- Born: Styria, Austria-Hungary July 6, 1873
- Died: September 17, 1914 (aged 41) Sieniawa in Galicia
- Occupations: war correspondent, writer
- Years active: 1897–1914

= Eugen Binder von Krieglstein =

Eugen Binder von Krieglstein (July 6, 1873 - September 17, 1914) was a journalist, war correspondent and travel writer from the Austro-Hungarian Empire. He sometimes used the pen names of Eugen Krieglstein or Eugen Binder-Krieglstein. In addition to his journalistic work, he also gave lectures about his war experiences illustrated with photographs which we took at the various locations. Von Krieglstein also published numerous travel narratives, and works of fiction, including collections of short-stories and novels.

==Biography==
Von Krieglstein was born at Castle St. Georgen an der Stiefing in Styria, Austria-Hungary to a family of minor nobility. He attended school in Graz, and graduated from the Infantry Cadet School in Liebenau. After serving for two years in a Rifle Battalion based at the Transylvanian city of Hermann, he was discharged from the Army in 1896 for reasons which are unknown.

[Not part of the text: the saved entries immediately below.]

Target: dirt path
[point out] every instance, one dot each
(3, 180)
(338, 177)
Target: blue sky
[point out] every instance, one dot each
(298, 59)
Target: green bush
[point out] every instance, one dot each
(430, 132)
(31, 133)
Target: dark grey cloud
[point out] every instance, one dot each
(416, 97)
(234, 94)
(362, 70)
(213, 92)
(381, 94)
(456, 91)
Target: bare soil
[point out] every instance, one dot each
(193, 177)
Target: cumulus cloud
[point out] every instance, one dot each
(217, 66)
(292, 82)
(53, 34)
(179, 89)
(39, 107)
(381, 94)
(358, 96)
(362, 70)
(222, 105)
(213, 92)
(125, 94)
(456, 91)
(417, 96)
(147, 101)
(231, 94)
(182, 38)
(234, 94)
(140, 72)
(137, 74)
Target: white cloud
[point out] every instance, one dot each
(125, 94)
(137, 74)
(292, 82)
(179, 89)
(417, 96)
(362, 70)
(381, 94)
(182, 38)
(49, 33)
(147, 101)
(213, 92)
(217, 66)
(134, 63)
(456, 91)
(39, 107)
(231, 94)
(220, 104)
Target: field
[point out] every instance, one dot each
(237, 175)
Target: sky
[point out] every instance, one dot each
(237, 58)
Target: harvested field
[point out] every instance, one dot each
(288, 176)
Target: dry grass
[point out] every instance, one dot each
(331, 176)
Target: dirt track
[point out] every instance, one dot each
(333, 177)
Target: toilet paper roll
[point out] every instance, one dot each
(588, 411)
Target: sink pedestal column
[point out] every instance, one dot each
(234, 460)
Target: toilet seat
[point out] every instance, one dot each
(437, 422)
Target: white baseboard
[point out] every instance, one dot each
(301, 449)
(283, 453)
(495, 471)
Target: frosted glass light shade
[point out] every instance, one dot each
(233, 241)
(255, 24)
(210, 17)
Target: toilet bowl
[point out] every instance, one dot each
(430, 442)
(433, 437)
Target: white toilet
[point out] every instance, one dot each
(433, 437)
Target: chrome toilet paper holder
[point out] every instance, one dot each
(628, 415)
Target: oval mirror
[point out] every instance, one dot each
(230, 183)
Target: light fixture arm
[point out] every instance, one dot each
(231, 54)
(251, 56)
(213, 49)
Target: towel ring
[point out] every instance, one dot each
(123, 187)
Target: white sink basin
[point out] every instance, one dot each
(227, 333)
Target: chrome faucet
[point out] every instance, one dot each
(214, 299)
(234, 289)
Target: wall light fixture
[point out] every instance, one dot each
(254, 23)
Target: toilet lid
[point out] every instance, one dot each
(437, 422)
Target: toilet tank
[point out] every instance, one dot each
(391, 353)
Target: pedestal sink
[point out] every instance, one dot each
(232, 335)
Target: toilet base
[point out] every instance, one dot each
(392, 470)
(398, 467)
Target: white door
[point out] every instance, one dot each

From 1897 to 1914, von Krieglstein served as a war correspondent, covering total of 17 battles, revolutions and or expeditions. In 1897 he reported for a Vienna newspaper on the Greco-Turkish War (1897) in Crete. His advocacy for the Turkish led to his arrest by Greek forces, but he was soon released after diplomatic mediation. He then went to work briefly for the press office of the Foreign Ministry of the Ottoman Empire in Constantinople. In 1897/98 he covered the activities of the Venezuelan revolutionary (and future president) Cipriano Castro and the Spanish–American War in 1898. He subsequently covered the Boxer Rebellion in China (1901–1902), after which he published a book: The Battles of the German Expeditionary Force in China (1902). During the Russo-Japanese War of 1904–1905, he was embedded within the Imperial Japanese Army, but was captured by the Russians. At this time, he was a reporter for the Berliner Lokal-Anzeiger (Berlin Local Advertiser).

He remained in Manchuria after the war to cover the Russian Revolution of 1905. However, in 1911/12 he was in Tripoli, Libya to cover the Italo-Turkish War and in 1913/14 was in Mexico City to cover the Mexican Revolution.

At the outbreak of World War I, he returned to Austria and volunteered for service in the army. He was killed in combat in September 1914 in Sieniawa in Galicia where his dragoon regiment was stationed.